As the mid-year rounds up, it’s time to drop major highlights of the past 6 months of crypto trends.
As we stand now, the cryptocurrency market boasts a formidable $2.66 trillion market cap, inching close to its 2021 peak.
This report delves into the key crypto trends propelling the current bull market, the regulatory landscapes that could impact it, and the environmental concerns surrounding the industry. Let’s explore the crypto trends defining 2024 and those poised to shape 2025 and beyond.
Bull Market Surges with ETF Approval
The most eye-catching development is the approval of Bitcoin spot ETFs. The value of Bitcoin skyrocketed by 150% as we entered 2024. Starting the year at around $44,000, Bitcoin had surged to nearly $70,000 by late May. Experts predict it could hit $77,000 by the end of 2024 and $123,000 by the close of 2025.
Two primary catalysts are fueling this bull market: the approval of spot ETFs and the anticipated halving event. Although brokerages had been crafting Bitcoin ETFs since 2013, it wasn’t until January 2024 that the SEC greenlit the spot ETF. These ETFs, which hold actual Bitcoin bought by financial firms and offer shares to investors, have lowered the entry barriers for retail investors and wealth management advisors alike.
BlackRock and Fidelity have emerged as dominant players, with BlackRock holding $15 billion in Bitcoin assets and Fidelity $9 billion. The upcoming halving event, which occurs approximately every four years, further drives demand by cutting the Bitcoin mining reward in half, reducing new Bitcoin supply.
The Intersection of AI and Crypto
Artificial Intelligence (AI) is making significant inroads into the cryptocurrency sector, giving rise to AI tokens—cryptocurrencies tied to AI ventures. These tokens play various roles, from paying for services to providing governance rights.

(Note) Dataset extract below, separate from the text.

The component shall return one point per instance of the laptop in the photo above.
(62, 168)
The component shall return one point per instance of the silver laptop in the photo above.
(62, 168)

The market value of AI tokens has ballooned from $2.7 billion in April 2023 to over $39 billion today. Fetch.ai, a notable AI token, saw a 329% increase in value between February and March 2024. The platform’s March merger with SingularityNET and Ocean Protocol to create ASI (Artificial Superintelligence) further spotlighted AI’s growing influence in crypto.
Crypto and Environmental Concerns
Cryptocurrency’s environmental impact remains a critical issue. The energy-intensive proof-of-work (PoW) process used in Bitcoin mining demands vast amounts of electricity and water. The Cambridge Bitcoin Electricity Consumption Index reports that Bitcoin mining consumes about 1174 TWh of electricity annually, more than the total usage of the Netherlands. Additionally, 67% of this energy comes from fossil fuels, raising significant carbon emission concerns.
In response, Ethereum’s 2022 “The Merge” software upgrade shifted its system to a proof-of-stake (PoS) model, cutting energy use by 99%. However, Bitcoin is unlikely to adopt PoS, continuing to pose environmental challenges.
Real-World Assets Turn Digital with Blockchain
Asset tokenization, converting real-world assets into digital tokens on the blockchain, is gaining traction. This technology allows for fractional ownership, increased liquidity, and enhanced traceability. BlackRock’s 2024 launch of its first tokenized asset fund, BUIDL, on the Ethereum blockchain, and Citigroup’s experiments with asset tokenization on a private blockchain, reveal the financial sector’s interest.
Predictions show that the market for tokenized assets could grow from $2.81 billion in 2023 to $9.82 billion by 2030, with Boston Consulting Group suggesting it could even reach $16 trillion.
Increasing Regulation of Cryptocurrency and Exchanges
The collapse of major exchanges like FTX has put regulatory scrutiny on the crypto industry. As regulations tighten, the sector is expected to undergo significant transformations to enhance transparency and security. There’s also the ongoing lawsuit between the Nigerian government and Binance.
The Rise of Central Bank Digital Currencies (CBDCs)
Countries worldwide are exploring Central Bank Digital Currencies (CBDCs) to combine the benefits of crypto with the stability of traditional currency systems. With 132 countries, representing 98% of the global GDP, developing or testing CBDCs, the landscape is set for a major shift. Fully operational CBDCs already exist in Jamaica, Nigeria, and the Bahamas, with China conducting the largest trial with its digital yuan, e-CNY.
By 2030, the Bank of International Settlements predicts 15 retail and 9 wholesale CBDCs will be in use. SWIFT is preparing a network to facilitate cross-border CBDC transactions, maintaining the efficiency of the current banking infrastructure.
Here’s to anticipating more Crypto drama
The past months have been wild. With plummeting prices to fraud scandals and international fist-fights. And that’s just the tip of the iceberg.
Between Binance’s lawsuit, bitcoin’s struggle to get back on top, and the barrage of global crypto regulations, the second half of the year seems to promise more plot twists and drama, much to the delight of investors and enthusiasts alike.
So sit tight, and enjoy the wild crypto ride that the second half brings.